Er wechselte ein paar Worte mit dem serbischen Gastwirt, und setzte sich dann an einen kleinen Tisch in der Ecke des Restaurants. Rasch bestellte er ein Bier, und auch die Wahl seines Gerichts war schnell gefallen: „Bring mir bitte ein Karadjordje-Schnitzel.“
Delamotte dachte ein paar Minuten über den Fall nach. Auf den Fortgang der Ermittlung hatte er keinerlei Einfluss, der lag jetzt ganz bei der Einsatzleitung. Also in diesen Stunden bei Neumann. Viele Polizeibeamte dürften gerade die Wälder westlich von Paulushof durchkämmen, aller Wahrscheinlichkeit nach würden sie dabei irgendwann auf einen geschwächten, aber zu allem bereiten Brückner treffen. Delamotte hoffte, dass sie den Mann lebend erwischten – tote Verdächtige eigneten sich viel zu sehr zur Legendenbildung.
Dušans Tochter Bojana brachte ihm sein Essen, ein gerolltes, paniertes und mit Käse gefülltes Schnitzel. Dass dieses Essen auch nicht gerade diätisch war, konnte Delamotte nicht verleugnen. Warum fiel es ihm eigentlich so schwer, seine Ernährungsgewohnheiten wenigstens mal ein bisschen umzustellen? Dass die Zeit mit Sonja – zumindest die letzten beiden Jahre – ihm keinerlei Motivation dazu gegeben hatte, war nicht überraschend. Aber warum konnte er sich immer noch nicht dazu aufraffen, ein wenig an sich zu arbeiten?

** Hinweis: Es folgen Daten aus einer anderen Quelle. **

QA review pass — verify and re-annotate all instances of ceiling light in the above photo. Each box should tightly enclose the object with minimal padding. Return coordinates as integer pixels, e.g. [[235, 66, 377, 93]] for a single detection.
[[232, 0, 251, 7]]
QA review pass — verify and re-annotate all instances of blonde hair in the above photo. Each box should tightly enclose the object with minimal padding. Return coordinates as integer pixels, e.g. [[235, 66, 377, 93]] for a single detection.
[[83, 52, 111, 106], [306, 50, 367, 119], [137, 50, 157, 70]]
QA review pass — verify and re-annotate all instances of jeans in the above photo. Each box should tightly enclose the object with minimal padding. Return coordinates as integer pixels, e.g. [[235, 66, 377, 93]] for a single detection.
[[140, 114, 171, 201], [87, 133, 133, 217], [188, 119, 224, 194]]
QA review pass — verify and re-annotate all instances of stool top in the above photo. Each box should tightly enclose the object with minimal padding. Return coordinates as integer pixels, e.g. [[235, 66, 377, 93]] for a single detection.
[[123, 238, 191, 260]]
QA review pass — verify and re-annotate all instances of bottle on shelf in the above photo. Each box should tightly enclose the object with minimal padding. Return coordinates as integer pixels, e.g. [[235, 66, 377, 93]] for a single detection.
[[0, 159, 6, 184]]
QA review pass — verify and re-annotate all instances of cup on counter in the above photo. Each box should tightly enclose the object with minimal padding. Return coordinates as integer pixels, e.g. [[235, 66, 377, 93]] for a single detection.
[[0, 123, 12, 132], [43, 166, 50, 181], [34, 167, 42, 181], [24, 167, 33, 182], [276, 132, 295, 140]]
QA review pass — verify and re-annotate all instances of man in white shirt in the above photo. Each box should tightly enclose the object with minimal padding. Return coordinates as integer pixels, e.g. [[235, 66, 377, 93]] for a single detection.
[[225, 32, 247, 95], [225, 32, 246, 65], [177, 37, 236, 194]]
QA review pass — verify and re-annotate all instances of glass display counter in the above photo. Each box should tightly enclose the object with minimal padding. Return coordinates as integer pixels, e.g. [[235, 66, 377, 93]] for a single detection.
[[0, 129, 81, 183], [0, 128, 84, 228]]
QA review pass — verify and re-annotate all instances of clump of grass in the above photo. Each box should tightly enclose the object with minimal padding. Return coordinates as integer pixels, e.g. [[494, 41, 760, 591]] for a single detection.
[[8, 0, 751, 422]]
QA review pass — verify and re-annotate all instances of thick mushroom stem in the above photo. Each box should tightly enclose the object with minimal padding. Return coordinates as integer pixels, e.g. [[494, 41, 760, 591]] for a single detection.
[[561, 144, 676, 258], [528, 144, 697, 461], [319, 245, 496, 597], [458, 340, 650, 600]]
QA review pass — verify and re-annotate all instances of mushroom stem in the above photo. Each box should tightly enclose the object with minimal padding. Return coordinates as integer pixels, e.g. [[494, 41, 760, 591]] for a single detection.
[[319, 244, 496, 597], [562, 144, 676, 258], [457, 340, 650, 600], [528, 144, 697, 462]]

Mit der Rechnung kam wie üblich ein Sliwowitz, Delamotte plauderte noch ein paar Minuten mit Dušan und Bojana, und machte sich dann auf den Heimweg. Der Abend war sommerlich, der Marktplatz trotz der späten Stunde noch belebt. Er kam bei Giannini vorbei, widerstand der Versuchung, den Abend mit einem Eis abzurunden. Es konnte kaum mehr als zwei Monate her sein, dass er die Eisdiele mit Britta und Timmy aufgesucht hatte, nach einem Spaziergang im Park. Doch das schien ihm viel länger zurückzuliegen. Hatte Tante Lilly vielleicht doch falsch gelegen mit ihren Prophezeiungen?